Listing of coref_nlp_lib.hy contains a wrapper for spaCy’s coreference model:
1 (import argparse os)
2 (import spacy neuralcoref)
3
4 (setv nlp2 (spacy.load "en"))
5 (neuralcoref.add_to_pipe nlp2)
6
7 (defn coref-nlp [some-text]
8 (setv doc (nlp2 some-text))
9 { "corefs" doc._.coref_resolved
10 "clusters" doc._.coref_clusters
11 "scores" doc._.coref_scores})
Listing of coref_example.hy shows code to test the Hy spaCy and coreference wrapper:
1 #!/usr/bin/env hy
2
3 (import [coref-nlp-lib [coref-nlp]])
4
5 ;; tests:
6 (print (coref-nlp "President George Bush went to Mexico and he had a very good meal"\
7 ))
8 (print (coref-nlp "Lucy threw a ball to Bill and he caught it"))
The output will look like:
1 Marks-MacBook:nlp $ ./coref_example.hy
2 {'corefs': 'President George Bush went to Mexico and President George Bush had a ver\
3 y good meal', 'clusters': [President George Bush: [President George Bush, he]], 'sco\
4 res': {President George Bush: {President George Bush: 1.5810412168502808}, George Bu\
5 sh: {George Bush: 4.11817741394043, President George Bush: -1.546141266822815}, Mexi\
6 co: {Mexico: 1.4138349294662476, President George Bush: -4.650205612182617, George B\
7 ush: -3.666614532470703}, he: {he: -0.5704692006111145, President George Bush: 9.385\
8 97583770752, George Bush: -1.4178757667541504, Mexico: -3.6565260887145996}, a very \
9 good meal: {a very good meal: 1.652894377708435, President George Bush: -2.554375886\
10 9171143, George Bush: -2.13267183303833, Mexico: -1.6889561414718628, he: -2.7667927\
11 742004395}}}
12
13 {'corefs': 'Lucy threw a ball to Bill and Bill caught a ball', 'clusters': [a ball: \
14 [a ball, it], Bill: [Bill, he]], 'scores': {Lucy: {Lucy: 0.41820740699768066}, a bal\
15 l: {a ball: 1.8033190965652466, Lucy: -2.721518039703369}, Bill: {Bill: 1.5611814260\
16 482788, Lucy: -2.8222298622131348, a ball: -1.806389570236206}, he: {he: -0.57600766\
17 42036438, Lucy: 3.054243326187134, a ball: -1.818403720855713, Bill: 3.0774276256561\
18 28}, it: {it: -1.0269954204559326, Lucy: -3.4972281455993652, a ball: -0.31290221214\
19 294434, Bill: -2.5343685150146484, he: -3.6687228679656982}}}
Anaphora resolution, also called coreference, refers to two or more words or phrases in an input text refer to the same noun. This analysis usually entails identifying which noun phrases that pronouns refer to.
Wrap-up
I spent several years of development time during the period from 1984 through 2015 working on natural language processing technology and as a personal side project I sold commercial NLP libraries that I wrote on my own time in Ruby and Common Lisp. The state-of-the-art of Deep Learning enhanced NLP is very good and the open source spaCy library makes excellent use of both conventional NLP technology and pre-trained Deep Learning models.
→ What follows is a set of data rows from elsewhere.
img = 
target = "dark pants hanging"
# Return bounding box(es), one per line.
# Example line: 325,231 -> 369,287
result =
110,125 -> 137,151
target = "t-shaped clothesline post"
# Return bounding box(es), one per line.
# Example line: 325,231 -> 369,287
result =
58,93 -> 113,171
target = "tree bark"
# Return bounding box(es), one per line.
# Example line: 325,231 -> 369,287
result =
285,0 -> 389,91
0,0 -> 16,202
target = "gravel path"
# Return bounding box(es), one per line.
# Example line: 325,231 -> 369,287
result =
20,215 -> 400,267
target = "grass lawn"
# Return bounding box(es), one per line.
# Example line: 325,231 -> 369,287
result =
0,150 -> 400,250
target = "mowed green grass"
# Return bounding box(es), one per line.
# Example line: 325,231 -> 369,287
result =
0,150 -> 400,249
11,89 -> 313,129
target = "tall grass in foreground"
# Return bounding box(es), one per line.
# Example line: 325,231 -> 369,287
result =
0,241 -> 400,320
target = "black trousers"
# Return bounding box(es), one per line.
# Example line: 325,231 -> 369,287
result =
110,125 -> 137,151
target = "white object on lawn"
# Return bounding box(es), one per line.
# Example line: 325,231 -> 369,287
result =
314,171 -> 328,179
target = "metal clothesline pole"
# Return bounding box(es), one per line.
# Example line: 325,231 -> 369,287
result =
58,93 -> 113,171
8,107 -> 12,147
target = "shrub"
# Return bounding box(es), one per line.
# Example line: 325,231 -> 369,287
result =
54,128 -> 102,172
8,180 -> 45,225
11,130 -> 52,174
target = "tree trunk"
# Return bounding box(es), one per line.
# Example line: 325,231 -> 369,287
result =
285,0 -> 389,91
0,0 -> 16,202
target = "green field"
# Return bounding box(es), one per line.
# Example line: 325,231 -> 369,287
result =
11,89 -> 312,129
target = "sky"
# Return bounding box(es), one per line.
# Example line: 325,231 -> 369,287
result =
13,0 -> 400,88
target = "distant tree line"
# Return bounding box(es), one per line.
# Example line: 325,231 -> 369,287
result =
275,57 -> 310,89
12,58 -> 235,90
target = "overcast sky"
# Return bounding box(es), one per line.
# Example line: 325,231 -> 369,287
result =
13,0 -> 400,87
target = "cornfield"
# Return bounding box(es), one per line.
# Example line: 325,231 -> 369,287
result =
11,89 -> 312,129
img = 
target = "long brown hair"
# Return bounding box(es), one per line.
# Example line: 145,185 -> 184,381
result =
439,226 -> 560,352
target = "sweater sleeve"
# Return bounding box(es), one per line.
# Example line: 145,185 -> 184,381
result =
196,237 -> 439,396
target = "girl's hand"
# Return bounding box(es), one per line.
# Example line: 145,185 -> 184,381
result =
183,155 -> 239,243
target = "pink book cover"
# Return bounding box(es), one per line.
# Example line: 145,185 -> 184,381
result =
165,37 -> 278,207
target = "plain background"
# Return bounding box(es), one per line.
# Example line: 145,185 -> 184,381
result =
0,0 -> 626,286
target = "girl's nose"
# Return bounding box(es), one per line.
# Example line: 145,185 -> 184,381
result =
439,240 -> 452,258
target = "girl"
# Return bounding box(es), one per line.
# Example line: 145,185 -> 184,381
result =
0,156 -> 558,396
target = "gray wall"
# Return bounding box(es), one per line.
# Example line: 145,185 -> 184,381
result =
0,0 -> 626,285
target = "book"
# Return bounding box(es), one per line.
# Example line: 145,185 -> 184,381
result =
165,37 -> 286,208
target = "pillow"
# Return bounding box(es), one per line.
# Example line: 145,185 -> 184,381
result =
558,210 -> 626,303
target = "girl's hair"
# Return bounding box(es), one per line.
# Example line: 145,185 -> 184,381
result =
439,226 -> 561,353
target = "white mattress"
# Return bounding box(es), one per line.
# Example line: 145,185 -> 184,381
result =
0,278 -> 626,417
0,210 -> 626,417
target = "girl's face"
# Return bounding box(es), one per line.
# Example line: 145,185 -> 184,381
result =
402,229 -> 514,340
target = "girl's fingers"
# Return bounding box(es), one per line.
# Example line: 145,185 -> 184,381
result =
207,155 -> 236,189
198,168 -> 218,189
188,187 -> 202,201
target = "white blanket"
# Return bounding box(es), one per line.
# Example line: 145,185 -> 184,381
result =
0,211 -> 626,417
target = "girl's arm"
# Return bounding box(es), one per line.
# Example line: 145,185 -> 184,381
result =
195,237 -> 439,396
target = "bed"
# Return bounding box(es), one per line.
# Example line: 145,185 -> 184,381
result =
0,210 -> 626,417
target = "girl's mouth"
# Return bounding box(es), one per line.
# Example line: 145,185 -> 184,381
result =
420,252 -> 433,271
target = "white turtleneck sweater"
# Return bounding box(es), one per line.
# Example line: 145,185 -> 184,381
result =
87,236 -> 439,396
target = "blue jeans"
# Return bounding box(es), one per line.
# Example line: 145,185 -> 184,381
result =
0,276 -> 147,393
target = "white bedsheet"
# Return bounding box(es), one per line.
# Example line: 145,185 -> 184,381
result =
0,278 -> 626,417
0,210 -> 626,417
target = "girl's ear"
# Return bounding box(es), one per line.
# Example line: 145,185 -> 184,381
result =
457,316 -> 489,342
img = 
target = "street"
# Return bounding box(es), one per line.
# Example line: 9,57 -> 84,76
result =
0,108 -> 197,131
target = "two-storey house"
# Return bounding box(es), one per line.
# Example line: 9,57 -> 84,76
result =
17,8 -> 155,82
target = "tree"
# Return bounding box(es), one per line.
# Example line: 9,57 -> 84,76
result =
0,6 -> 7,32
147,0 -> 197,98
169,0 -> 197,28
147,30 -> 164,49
I no longer spend very much time writing my own NLP libraries and instead use spaCy.
I urge you to read through the spaCy documentation because we covered just basic functionality here that we will also need in the later chapter on automatically generating data for Knowledge Graphs. After working through the interactive REPL sessions and the examples in this chapter, you should be able to translate any Python API example code to Hy.